# Keeping live plants?



## TB2Blazer (Jul 21, 2005)

Just wondering what all is involved with keeping live plants in an aquarium. Also what are some good live plants to have?


----------



## Husky_Jim (May 26, 2003)

It depends from what are you planning to do.Do you want a low maintenance tank?A medium,or a high maintenance?
There are many different types of plants and equipment to use for each occasion.

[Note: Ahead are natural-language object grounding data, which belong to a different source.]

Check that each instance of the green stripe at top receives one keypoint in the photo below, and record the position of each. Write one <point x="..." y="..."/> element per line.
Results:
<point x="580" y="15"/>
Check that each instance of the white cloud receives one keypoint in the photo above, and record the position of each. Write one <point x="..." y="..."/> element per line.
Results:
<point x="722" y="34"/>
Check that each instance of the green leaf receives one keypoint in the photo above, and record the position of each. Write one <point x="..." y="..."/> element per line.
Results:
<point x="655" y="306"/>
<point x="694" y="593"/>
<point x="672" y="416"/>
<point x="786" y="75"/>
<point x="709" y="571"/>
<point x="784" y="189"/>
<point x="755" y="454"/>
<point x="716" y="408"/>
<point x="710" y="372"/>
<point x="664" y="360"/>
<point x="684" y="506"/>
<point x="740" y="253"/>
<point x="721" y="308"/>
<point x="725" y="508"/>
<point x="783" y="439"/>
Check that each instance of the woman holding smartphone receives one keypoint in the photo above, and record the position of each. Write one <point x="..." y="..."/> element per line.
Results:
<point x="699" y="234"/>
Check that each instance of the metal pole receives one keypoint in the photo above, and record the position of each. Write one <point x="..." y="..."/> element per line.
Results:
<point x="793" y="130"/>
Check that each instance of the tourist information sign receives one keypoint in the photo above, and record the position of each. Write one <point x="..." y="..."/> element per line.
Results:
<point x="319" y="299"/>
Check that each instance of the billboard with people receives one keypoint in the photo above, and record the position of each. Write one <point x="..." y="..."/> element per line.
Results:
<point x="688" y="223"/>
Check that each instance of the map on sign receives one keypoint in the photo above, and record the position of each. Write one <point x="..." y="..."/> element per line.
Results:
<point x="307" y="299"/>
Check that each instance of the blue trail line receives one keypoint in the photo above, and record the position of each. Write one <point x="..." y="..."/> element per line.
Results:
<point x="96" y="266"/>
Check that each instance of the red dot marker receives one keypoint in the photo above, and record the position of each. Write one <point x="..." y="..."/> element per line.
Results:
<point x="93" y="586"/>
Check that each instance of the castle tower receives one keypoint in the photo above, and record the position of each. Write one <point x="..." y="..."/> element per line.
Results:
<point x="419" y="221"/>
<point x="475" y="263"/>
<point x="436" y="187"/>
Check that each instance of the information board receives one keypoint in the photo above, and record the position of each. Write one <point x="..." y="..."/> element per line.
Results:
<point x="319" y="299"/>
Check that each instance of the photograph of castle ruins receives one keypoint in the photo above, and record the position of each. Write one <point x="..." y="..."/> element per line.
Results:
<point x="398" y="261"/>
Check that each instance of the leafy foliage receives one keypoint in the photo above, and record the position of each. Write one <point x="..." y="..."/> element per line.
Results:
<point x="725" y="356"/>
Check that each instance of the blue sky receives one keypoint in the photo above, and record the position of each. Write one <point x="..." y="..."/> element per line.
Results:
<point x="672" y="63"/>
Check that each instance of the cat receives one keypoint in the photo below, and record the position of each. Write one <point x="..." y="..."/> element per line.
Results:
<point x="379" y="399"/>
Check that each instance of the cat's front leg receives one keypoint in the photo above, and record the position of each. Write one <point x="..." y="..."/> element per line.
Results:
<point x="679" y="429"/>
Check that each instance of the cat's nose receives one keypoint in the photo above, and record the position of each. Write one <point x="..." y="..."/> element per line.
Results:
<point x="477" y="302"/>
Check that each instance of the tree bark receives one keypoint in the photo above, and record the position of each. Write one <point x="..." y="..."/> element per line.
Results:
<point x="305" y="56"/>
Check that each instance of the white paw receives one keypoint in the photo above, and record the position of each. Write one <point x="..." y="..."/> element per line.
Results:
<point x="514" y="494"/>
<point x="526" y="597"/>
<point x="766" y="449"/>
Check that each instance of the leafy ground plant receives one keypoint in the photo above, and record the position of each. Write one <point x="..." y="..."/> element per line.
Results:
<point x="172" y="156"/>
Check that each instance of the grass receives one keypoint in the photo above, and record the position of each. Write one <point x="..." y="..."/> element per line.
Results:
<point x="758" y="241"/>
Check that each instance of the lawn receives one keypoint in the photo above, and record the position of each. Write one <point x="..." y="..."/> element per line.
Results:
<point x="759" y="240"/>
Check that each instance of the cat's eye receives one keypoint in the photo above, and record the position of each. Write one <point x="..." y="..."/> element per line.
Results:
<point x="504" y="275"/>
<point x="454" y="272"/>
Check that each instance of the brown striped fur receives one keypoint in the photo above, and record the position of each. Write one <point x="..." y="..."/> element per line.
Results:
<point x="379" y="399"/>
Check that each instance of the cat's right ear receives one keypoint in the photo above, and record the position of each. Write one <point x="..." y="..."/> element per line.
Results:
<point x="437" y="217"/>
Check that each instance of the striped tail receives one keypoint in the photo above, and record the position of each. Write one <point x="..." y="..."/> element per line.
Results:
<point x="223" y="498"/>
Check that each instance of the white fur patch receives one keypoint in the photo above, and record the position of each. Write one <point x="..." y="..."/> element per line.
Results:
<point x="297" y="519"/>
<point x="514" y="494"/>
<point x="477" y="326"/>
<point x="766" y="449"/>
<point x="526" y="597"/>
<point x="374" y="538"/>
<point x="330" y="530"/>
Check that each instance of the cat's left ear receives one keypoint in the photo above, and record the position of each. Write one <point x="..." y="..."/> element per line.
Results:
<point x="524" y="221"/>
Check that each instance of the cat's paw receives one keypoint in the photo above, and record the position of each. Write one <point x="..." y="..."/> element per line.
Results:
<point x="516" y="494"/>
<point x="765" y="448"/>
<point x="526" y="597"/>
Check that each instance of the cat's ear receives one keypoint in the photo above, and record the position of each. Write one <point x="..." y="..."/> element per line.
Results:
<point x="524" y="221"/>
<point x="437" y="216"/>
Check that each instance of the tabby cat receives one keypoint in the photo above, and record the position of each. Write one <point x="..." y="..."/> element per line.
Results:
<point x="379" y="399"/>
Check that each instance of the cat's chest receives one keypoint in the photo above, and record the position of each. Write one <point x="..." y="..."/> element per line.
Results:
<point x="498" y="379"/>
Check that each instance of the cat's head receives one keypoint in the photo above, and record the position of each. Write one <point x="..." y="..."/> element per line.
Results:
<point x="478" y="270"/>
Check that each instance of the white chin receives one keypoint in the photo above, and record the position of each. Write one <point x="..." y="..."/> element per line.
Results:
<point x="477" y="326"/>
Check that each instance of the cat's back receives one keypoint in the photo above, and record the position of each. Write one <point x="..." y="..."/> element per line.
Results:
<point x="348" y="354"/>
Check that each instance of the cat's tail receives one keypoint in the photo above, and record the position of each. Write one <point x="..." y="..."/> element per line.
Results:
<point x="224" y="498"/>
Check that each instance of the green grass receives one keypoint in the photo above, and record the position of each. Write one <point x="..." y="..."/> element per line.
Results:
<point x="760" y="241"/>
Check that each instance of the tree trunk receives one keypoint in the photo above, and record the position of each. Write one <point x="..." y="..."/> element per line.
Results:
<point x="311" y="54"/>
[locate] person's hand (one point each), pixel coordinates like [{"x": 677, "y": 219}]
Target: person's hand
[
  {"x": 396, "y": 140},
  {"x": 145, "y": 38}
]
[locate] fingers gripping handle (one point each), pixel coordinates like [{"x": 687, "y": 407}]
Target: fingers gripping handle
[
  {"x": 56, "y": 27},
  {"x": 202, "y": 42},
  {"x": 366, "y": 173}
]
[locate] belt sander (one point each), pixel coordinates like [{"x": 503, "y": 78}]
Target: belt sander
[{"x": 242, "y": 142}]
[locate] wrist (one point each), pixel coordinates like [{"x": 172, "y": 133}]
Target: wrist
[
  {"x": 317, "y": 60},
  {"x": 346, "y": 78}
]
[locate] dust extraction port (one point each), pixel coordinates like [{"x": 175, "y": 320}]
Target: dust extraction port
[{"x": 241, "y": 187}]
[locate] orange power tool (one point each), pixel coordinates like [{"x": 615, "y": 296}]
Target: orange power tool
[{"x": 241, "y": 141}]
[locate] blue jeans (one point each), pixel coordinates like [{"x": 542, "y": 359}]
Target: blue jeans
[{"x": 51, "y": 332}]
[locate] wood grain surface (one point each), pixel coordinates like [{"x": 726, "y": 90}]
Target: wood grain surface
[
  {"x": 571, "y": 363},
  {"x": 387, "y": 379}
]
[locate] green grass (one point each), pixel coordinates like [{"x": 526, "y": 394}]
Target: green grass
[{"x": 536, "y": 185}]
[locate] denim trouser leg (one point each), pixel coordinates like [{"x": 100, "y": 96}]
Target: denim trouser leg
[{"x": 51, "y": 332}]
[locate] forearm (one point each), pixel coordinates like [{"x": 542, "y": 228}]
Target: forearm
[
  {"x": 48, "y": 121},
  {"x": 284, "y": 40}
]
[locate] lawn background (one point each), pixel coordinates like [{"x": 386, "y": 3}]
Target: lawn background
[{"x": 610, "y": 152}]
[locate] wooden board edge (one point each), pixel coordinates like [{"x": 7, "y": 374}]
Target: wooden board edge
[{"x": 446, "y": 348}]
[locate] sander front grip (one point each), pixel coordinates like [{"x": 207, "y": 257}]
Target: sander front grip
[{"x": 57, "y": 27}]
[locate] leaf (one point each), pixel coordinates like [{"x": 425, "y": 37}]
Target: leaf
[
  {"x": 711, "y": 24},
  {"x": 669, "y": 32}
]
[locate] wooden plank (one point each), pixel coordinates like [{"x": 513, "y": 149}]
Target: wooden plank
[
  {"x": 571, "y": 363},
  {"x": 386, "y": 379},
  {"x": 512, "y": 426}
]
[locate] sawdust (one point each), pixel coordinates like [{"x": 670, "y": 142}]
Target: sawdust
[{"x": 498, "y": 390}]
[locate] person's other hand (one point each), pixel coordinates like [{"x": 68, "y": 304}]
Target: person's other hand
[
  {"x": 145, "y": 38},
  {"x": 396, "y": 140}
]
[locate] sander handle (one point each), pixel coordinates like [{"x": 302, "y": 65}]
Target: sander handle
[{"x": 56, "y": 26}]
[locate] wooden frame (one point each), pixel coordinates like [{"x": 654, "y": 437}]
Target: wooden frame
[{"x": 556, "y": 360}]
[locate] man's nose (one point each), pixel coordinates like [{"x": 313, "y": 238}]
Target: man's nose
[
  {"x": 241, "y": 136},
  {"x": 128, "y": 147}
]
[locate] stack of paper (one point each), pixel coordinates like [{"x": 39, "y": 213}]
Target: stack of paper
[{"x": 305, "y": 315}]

What type of tank are you thinking?


----------



## TB2Blazer (Jul 21, 2005)

Well I'm thinking about getting a rhom and I want the tank to be as much like its natural environment as absolutely possible. I've been trying to find those type of plants but I can't seem to find them anywhere. I just want it to be as authentic as possible.


----------



## Mortimer (Jul 28, 2005)

Great, I am contemplating the same thing. I would also like to know about the lighting. I currently have 2 cheap plastic lids that I would like to replace with those glass ones. I can reuse the lights, but should I just set them on the glass lid? Will the heat effect surface plants or even water temp? And it seems like those lids I looked at have very little open space for air circulation. I could be wrong. I am yet to set up my tank and am trying to learn as much as possible and get everything I need to do things the right way.

BTW, is there a good site that shows or explains those conditions and environments? I have seen very few.


----------



## DiPpY eGgS (Mar 6, 2005)

read on this site, scroll down and look at the topics, lots of topics.. lots of info. Also try www.aquaticplantcentral.com it is one of my personal favorites.


----------